I initiated efforts last year on two fronts to file federal legislation to provide access to single-family housing: either by amending the federal Fair Housing Amendments Act or by obtaining federal tax credits, similar to the new Georgia law ("Living in the Past," May /June).

I approached my congressman John Linder; his chief of staff said there was no public demand for accessible housing. Without pressure on his office, he will not respond. A later contact with Sen. Max Cleland's office was more rewarding. Sen. Cleland's staffer requested a tax credit budget analysis from other Congressional offices, and I recently received the response.

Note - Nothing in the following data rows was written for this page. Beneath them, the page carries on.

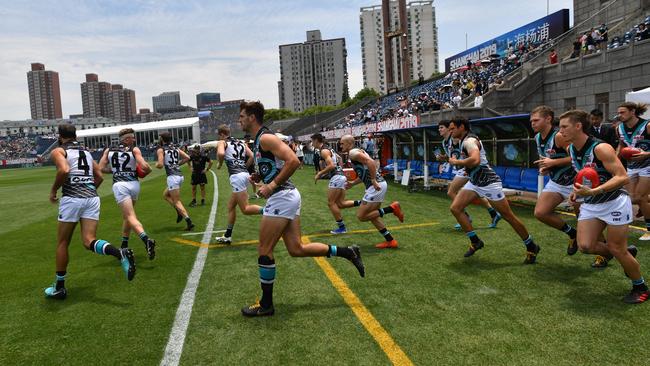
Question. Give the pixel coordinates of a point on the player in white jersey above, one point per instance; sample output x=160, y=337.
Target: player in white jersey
x=79, y=176
x=452, y=149
x=121, y=160
x=172, y=158
x=554, y=162
x=332, y=169
x=275, y=162
x=376, y=188
x=238, y=156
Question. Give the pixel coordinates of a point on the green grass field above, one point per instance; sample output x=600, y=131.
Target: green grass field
x=438, y=307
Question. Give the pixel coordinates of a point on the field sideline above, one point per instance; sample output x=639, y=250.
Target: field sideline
x=434, y=305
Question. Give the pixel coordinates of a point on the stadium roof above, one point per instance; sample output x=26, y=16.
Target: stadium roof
x=147, y=126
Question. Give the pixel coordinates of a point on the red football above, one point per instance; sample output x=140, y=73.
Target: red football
x=140, y=172
x=628, y=152
x=588, y=176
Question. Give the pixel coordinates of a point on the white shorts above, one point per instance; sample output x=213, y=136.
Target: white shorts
x=615, y=212
x=493, y=192
x=372, y=195
x=564, y=191
x=174, y=182
x=337, y=182
x=641, y=172
x=124, y=190
x=239, y=182
x=460, y=173
x=285, y=203
x=73, y=209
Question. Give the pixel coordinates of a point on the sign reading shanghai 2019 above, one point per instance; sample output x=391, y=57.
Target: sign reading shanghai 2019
x=537, y=32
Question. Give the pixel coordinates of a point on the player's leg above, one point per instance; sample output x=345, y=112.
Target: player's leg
x=128, y=213
x=193, y=203
x=545, y=212
x=293, y=241
x=102, y=247
x=175, y=195
x=232, y=217
x=453, y=188
x=333, y=198
x=64, y=234
x=640, y=197
x=271, y=229
x=617, y=244
x=457, y=208
x=505, y=211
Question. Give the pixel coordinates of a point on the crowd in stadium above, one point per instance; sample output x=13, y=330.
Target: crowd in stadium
x=14, y=147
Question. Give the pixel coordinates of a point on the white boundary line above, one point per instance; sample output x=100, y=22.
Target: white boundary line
x=174, y=348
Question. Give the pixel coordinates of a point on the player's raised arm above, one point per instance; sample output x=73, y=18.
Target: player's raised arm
x=62, y=170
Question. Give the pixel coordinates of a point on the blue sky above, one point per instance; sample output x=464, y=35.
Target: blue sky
x=229, y=47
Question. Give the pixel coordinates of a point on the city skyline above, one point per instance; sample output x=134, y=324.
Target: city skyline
x=200, y=46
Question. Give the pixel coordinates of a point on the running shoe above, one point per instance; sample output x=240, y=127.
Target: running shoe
x=397, y=211
x=128, y=263
x=52, y=293
x=573, y=247
x=387, y=245
x=257, y=310
x=495, y=221
x=224, y=240
x=340, y=230
x=473, y=247
x=531, y=255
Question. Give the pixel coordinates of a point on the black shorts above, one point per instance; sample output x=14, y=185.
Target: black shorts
x=199, y=178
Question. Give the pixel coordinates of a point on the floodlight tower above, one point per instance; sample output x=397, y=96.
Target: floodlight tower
x=403, y=77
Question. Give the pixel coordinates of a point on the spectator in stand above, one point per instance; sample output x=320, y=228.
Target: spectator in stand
x=604, y=132
x=552, y=57
x=478, y=100
x=642, y=32
x=577, y=46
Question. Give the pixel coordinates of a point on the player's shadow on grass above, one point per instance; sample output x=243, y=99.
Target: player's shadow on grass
x=597, y=302
x=473, y=266
x=80, y=295
x=561, y=272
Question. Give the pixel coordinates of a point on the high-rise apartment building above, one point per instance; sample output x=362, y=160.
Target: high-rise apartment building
x=313, y=73
x=120, y=103
x=93, y=96
x=44, y=93
x=422, y=35
x=166, y=100
x=204, y=99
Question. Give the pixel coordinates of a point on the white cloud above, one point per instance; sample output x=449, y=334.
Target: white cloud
x=195, y=46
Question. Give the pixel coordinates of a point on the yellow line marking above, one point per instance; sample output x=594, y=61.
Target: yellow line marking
x=381, y=336
x=574, y=215
x=249, y=242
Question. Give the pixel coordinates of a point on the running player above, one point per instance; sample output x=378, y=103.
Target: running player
x=121, y=160
x=553, y=161
x=633, y=131
x=332, y=169
x=275, y=162
x=237, y=156
x=172, y=158
x=376, y=187
x=607, y=206
x=79, y=177
x=483, y=182
x=452, y=148
x=198, y=159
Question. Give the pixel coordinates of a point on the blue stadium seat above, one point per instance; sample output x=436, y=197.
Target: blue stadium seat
x=529, y=179
x=501, y=172
x=513, y=178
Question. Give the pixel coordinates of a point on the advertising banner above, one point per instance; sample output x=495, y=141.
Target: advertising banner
x=539, y=31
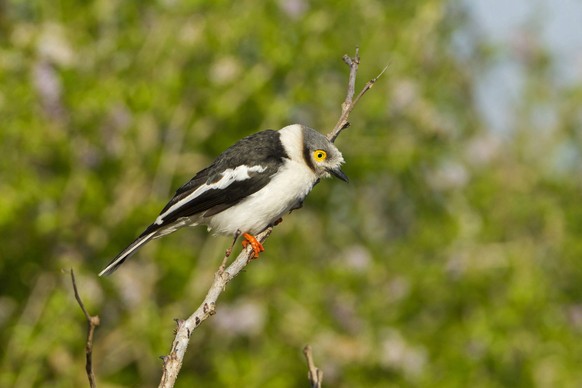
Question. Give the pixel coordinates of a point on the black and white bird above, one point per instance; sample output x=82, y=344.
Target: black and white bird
x=248, y=188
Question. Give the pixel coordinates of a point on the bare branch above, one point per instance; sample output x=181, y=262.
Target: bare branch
x=92, y=323
x=314, y=374
x=173, y=361
x=349, y=103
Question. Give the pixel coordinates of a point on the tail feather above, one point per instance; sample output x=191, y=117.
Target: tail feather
x=127, y=252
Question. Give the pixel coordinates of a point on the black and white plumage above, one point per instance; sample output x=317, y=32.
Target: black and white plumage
x=248, y=187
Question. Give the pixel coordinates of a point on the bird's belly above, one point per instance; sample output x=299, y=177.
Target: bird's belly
x=253, y=214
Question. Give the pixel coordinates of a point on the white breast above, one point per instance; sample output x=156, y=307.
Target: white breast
x=288, y=187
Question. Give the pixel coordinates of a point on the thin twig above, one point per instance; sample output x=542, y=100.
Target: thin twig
x=173, y=361
x=349, y=103
x=314, y=374
x=92, y=323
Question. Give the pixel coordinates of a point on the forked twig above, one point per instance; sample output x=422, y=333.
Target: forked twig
x=92, y=323
x=314, y=374
x=349, y=103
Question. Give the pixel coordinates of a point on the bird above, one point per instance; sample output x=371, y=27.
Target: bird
x=247, y=188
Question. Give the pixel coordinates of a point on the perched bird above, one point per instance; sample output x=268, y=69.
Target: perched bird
x=248, y=188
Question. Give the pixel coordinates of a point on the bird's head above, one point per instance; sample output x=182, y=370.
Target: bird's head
x=315, y=150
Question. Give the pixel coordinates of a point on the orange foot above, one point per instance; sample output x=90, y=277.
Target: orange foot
x=257, y=246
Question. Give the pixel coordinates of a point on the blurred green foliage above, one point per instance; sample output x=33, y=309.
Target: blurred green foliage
x=451, y=259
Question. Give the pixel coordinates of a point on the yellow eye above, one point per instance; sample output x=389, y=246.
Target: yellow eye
x=319, y=155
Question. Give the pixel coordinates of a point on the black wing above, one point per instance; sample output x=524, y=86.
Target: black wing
x=261, y=149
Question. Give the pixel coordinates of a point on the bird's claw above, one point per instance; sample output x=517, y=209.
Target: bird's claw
x=254, y=243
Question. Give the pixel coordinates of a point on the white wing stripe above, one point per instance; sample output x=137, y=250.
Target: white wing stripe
x=228, y=176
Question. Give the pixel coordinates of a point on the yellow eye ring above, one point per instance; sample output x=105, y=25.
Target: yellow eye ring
x=319, y=155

I am also trying to enlist Inspire at Georgetown Law Center to handle some of the legislative/legal work on the housing access legislation. Inspire represented me from 1974 to 1977 on the Cherry v. Mathews (DHEW) law suit that required the development and promulgation of the Section 504 regulation. The current Director of INSPIRE represented me during 504 days and they remain dedicated to working on disability issues.

Jim Cherry, Chair
ADA-PAC
Atlanta

If at first you don't succeed...

I have tried to point out to the manager of the resort-type complex in which I live that the non-disabled community should try to get along with the disabled folks in the area and do what they should be doing on access. I was not successful in my try.

Did I get discouraged and give up? No; I talked to the building and properties director who works for the manager. He agreed with me.

I tried to talk sense to the manager again, still with no success. He kept trying to tell me they were exempt from the ADA. He may have been technically correct, but it angered me. I brought him numerous documents and codes, but he told me he wasn't going to do it.

I called the local building inspector and talked with him for awhile. He told me he would call the manager - I told him he might do better to call the properties director. About 10 minutes later, I got a call from the properties director, who told me they would be starting to build a ramp to the activities building within a couple of weeks.

If you really think you are right, keep after it!

Bob Tennant


Martin and disabled writers

"The Martin case gave us an opportunity to show non-disabled Americans the prejudice we see every day" ("Casey Martin - the Jackie Robinson of Disability?" May/June).

But did we take advantage of that opportunity to any extent? I saw piece after piece by nondisabled, non disability-identified writers, discussing the issue. I saw one letter to the editor from a disabled person, who made an off-the-wall point that didn't make much sense.

Why aren't disability leaders writing opinion pieces in our major newspapers on this kind of thing, or about the ADA cases now before the U.S. Supreme Court?

Joe Smith

Good question! Think about attending next May's media conference in Louisville (see ad, page 2) to discuss this and other media problems. - ed.


Pro se is the way ...
but we need training in doing it

Your recent coverage of the Department of Justice's spotty enforcement of the Americans with Disabilities Act (March/April) really hit home. Last month, I finally received a response to a complaint I filed eight months ago against a local movie theater that has refused to install curbcuts, accessible restrooms or wheelchair theater seating. No surprises: after a "review of the matter," the Department decided not to pursue the complaint.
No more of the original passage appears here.